El Comando Central de EE. UU. informó que derribó cuatro drones de ataque unidireccionales iraníes sobre el estrecho de Ormuz y atacó una estación de control terrestre en Bandar Abbas antes de que un quinto drone pudiera ser lanzado. El crudo Brent subió un 1.27 % hasta los $96.20 por barril, mientras que el WTI ganó un 1.16 % hasta los $90.64. El índice del dólar se mantuvo cerca de su máximo de una semana, y el yen se debilitó por encima de 149 por dólar, acercándose al nivel de 152 que provocó la intervención del BOJ en abril.
El estrecho de Ormuz maneja aproximadamente el 21 % del comercio mundial de petróleo, e Irán ha bloqueado efectivamente la vía fluvial desde finales de febrero. Con 109 buques comerciales ya desviados bajo el bloqueo estadounidense y el almacenamiento de petróleo en tierra de Irán reducido a unos 20 millones de barriles, frente a los 120 millones habituales, la presión económica sobre ambas partes se intensifica. El secretario de Guerra, Pete Hegseth, dijo el miércoles que EE. UU. está preparado para "terminar el trabajo" si fracasan las conversaciones nucleares, mientras que el Cuerpo de la Guardia Revolucionaria Islámica de Irán advirtió que sus fuerzas están "al acecho".
Los mercados petroleros siguen en vilo
El crudo Brent ha oscilado más de un 5 % en cada una de las últimas tres sesiones, mientras los operadores sopesan los titulares de alto el fuego frente a nuevas acciones militares. El miércoles, el petróleo se desplomó más de un 5 % después de que la televisión estatal iraní informara sobre un borrador de un posible acuerdo con EE. UU. que reabriría el estrecho y levantaría el bloqueo naval, una afirmación que la Casa Blanca calificó de "completa invención".
La volatilidad ha llevado la volatilidad implícita a 30 días del Brent a su nivel más alto desde que comenzó el conflicto a finales de febrero, según datos del mercado de opciones. El Tesoro de EE. UU. también sancionó a la recién creada Autoridad del Estrecho del Golfo Pérsico, que Irán estableció para gestionar y cobrar peajes a los buques que transitan por la vía fluvial.
Aumenta el riesgo de intervención cambiaria
La caída del yen hacia 152 por dólar ha reavivado las especulaciones de que el BOJ podría intervenir por segunda vez en dos meses. Japón gastó unos $60,000 millones en abril para respaldar la moneda después de que esta superara ese nivel. La demanda de refugio seguro del dólar se ha visto reforzada por la ruptura de la confianza entre Washington y Teherán, y los funcionarios iraníes acusan a EE. UU. de "graves violaciones" de un frágil alto el fuego.

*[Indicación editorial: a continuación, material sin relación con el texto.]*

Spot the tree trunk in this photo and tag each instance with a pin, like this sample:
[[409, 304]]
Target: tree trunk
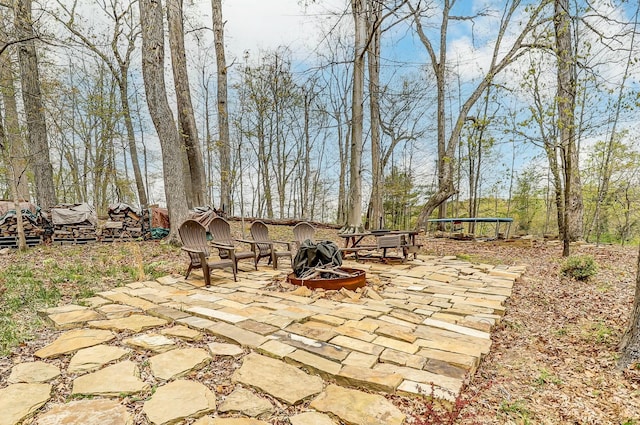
[[376, 216], [354, 222], [502, 56], [34, 109], [196, 186], [630, 343], [15, 145], [154, 84], [131, 139], [224, 144], [566, 75]]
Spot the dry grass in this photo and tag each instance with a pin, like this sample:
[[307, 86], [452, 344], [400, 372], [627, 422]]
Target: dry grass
[[553, 359]]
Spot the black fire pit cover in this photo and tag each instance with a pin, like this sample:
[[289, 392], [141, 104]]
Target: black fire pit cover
[[321, 254]]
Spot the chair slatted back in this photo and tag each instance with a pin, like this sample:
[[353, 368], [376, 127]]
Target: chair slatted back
[[193, 235]]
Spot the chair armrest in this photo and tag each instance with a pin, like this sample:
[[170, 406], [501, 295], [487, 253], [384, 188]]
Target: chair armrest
[[250, 242], [194, 250], [222, 246]]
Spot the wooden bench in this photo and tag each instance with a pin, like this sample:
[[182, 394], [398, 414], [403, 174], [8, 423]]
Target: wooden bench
[[356, 250]]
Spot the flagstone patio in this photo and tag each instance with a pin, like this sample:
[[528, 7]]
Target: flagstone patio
[[417, 327]]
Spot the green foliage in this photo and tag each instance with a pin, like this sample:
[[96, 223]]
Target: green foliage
[[547, 378], [526, 198], [579, 267], [40, 278], [598, 332], [517, 410], [400, 199], [22, 295]]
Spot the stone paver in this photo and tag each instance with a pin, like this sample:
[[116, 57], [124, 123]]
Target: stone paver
[[116, 380], [72, 319], [20, 401], [33, 372], [357, 407], [311, 418], [179, 400], [426, 321], [93, 358], [179, 362], [245, 402], [229, 421], [222, 349], [154, 342], [278, 379], [74, 340], [87, 412], [134, 323], [182, 332]]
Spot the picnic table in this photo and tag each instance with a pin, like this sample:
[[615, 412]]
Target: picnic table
[[404, 240], [457, 221]]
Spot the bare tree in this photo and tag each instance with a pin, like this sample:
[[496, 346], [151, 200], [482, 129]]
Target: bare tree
[[34, 110], [224, 144], [154, 84], [195, 176], [501, 57], [14, 143], [566, 95], [354, 217], [117, 57]]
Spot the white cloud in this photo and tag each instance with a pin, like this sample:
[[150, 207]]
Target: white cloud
[[255, 25]]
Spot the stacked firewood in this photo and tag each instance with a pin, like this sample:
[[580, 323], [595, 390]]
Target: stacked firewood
[[32, 223], [73, 224], [125, 223]]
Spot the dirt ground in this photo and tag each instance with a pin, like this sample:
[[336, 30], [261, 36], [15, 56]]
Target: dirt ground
[[553, 358]]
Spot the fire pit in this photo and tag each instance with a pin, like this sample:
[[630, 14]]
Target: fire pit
[[343, 277], [319, 265]]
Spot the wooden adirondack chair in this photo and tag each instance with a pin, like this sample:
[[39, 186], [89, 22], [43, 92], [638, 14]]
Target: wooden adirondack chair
[[220, 231], [265, 247], [194, 243]]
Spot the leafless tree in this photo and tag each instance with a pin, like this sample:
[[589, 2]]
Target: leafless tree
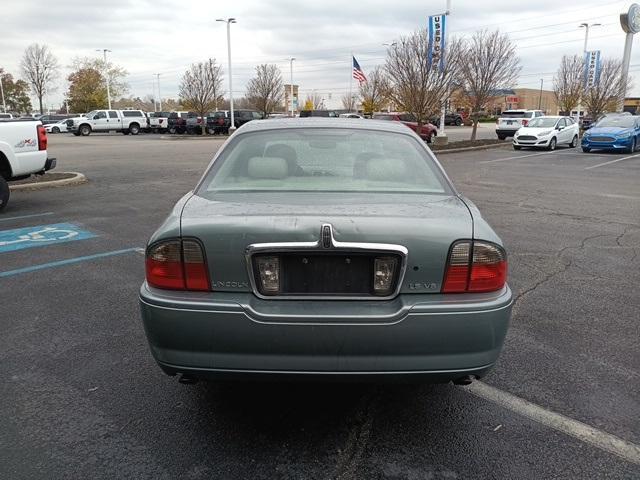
[[567, 83], [313, 101], [350, 102], [201, 88], [375, 91], [417, 85], [490, 63], [608, 90], [266, 91], [40, 67]]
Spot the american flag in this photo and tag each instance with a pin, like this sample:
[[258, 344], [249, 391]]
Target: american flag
[[358, 74]]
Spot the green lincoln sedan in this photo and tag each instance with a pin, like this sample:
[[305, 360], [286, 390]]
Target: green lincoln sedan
[[325, 248]]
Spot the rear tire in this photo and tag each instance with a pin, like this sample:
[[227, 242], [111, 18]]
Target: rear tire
[[4, 193], [632, 148], [574, 142]]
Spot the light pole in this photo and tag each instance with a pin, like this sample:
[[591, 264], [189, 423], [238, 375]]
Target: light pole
[[106, 73], [159, 94], [291, 84], [4, 105], [229, 21], [630, 23], [586, 27], [443, 111], [540, 96]]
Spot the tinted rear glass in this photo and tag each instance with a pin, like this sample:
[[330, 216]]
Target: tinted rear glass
[[324, 160], [621, 121], [514, 115]]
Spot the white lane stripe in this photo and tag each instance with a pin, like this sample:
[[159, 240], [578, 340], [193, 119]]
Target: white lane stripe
[[612, 161], [583, 432], [515, 158]]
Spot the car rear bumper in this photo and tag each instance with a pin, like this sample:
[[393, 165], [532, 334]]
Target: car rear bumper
[[618, 144], [220, 334]]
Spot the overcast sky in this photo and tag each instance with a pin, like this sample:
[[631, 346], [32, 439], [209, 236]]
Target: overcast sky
[[165, 36]]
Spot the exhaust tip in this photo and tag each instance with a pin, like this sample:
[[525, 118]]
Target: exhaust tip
[[466, 380], [187, 379]]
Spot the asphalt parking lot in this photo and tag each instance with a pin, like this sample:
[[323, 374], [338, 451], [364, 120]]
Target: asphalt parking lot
[[80, 396]]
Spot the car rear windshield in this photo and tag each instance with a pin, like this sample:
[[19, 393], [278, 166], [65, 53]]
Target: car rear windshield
[[324, 160], [516, 115], [621, 121], [543, 122]]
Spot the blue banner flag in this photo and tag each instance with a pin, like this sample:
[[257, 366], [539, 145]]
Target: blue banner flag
[[591, 69], [437, 29]]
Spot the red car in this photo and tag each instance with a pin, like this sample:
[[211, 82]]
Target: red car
[[426, 131]]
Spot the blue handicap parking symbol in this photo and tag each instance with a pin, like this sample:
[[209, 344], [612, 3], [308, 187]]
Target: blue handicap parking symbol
[[40, 236]]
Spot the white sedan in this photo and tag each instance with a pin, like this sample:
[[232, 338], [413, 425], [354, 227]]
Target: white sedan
[[547, 132], [58, 127]]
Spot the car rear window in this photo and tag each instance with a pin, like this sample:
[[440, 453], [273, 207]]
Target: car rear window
[[324, 160], [515, 114]]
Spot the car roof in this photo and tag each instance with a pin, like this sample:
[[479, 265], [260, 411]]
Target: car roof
[[324, 122]]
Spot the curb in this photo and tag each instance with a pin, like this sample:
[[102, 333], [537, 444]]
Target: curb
[[77, 179], [470, 149]]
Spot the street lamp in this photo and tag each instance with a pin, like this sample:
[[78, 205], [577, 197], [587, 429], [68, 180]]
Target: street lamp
[[106, 76], [291, 84], [587, 26], [229, 21]]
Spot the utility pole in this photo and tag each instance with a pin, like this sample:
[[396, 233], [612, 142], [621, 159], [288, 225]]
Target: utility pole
[[229, 21], [4, 105], [291, 85], [106, 74], [540, 96], [443, 111], [630, 23], [159, 94]]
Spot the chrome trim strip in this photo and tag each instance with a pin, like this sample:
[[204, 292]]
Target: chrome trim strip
[[318, 246]]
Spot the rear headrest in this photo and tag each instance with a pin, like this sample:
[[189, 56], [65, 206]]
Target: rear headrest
[[386, 169], [267, 167]]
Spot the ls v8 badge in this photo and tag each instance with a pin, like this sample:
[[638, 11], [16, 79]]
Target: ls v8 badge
[[423, 286], [29, 142]]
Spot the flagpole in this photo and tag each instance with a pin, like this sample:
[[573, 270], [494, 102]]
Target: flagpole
[[350, 82]]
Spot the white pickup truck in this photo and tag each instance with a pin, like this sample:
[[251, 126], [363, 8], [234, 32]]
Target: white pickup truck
[[125, 121], [23, 151]]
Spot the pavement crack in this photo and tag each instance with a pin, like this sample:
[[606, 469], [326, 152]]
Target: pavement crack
[[351, 455]]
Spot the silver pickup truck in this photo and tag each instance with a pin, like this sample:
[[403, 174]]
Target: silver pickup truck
[[23, 152]]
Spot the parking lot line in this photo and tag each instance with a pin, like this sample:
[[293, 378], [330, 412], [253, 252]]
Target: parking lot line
[[516, 157], [70, 261], [612, 161], [25, 216], [583, 432]]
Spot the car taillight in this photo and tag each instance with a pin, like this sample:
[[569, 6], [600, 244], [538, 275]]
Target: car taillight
[[177, 265], [475, 266], [42, 138]]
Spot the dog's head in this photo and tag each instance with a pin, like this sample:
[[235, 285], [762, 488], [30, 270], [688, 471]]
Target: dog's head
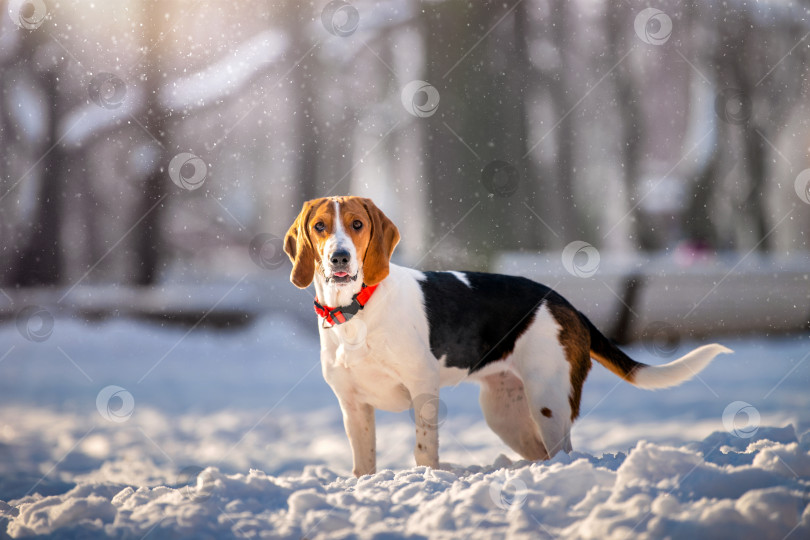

La última vez que las tensiones entre EE. UU. e Irán escalaron a este grado —durante los primeros ataques a finales de febrero— el índice del dólar ganó un 2.3 % en dos semanas, mientras que el yen se debilitó un 3.1 % antes de que el BOJ interviniera. Si la trayectoria actual se mantiene, los mercados de divisas podrían enfrentar un patrón similar, con la presión adicional del petróleo cerca de los $100 por barril, lo que agrava los costos de importación para economías dependientes de la energía como Japón.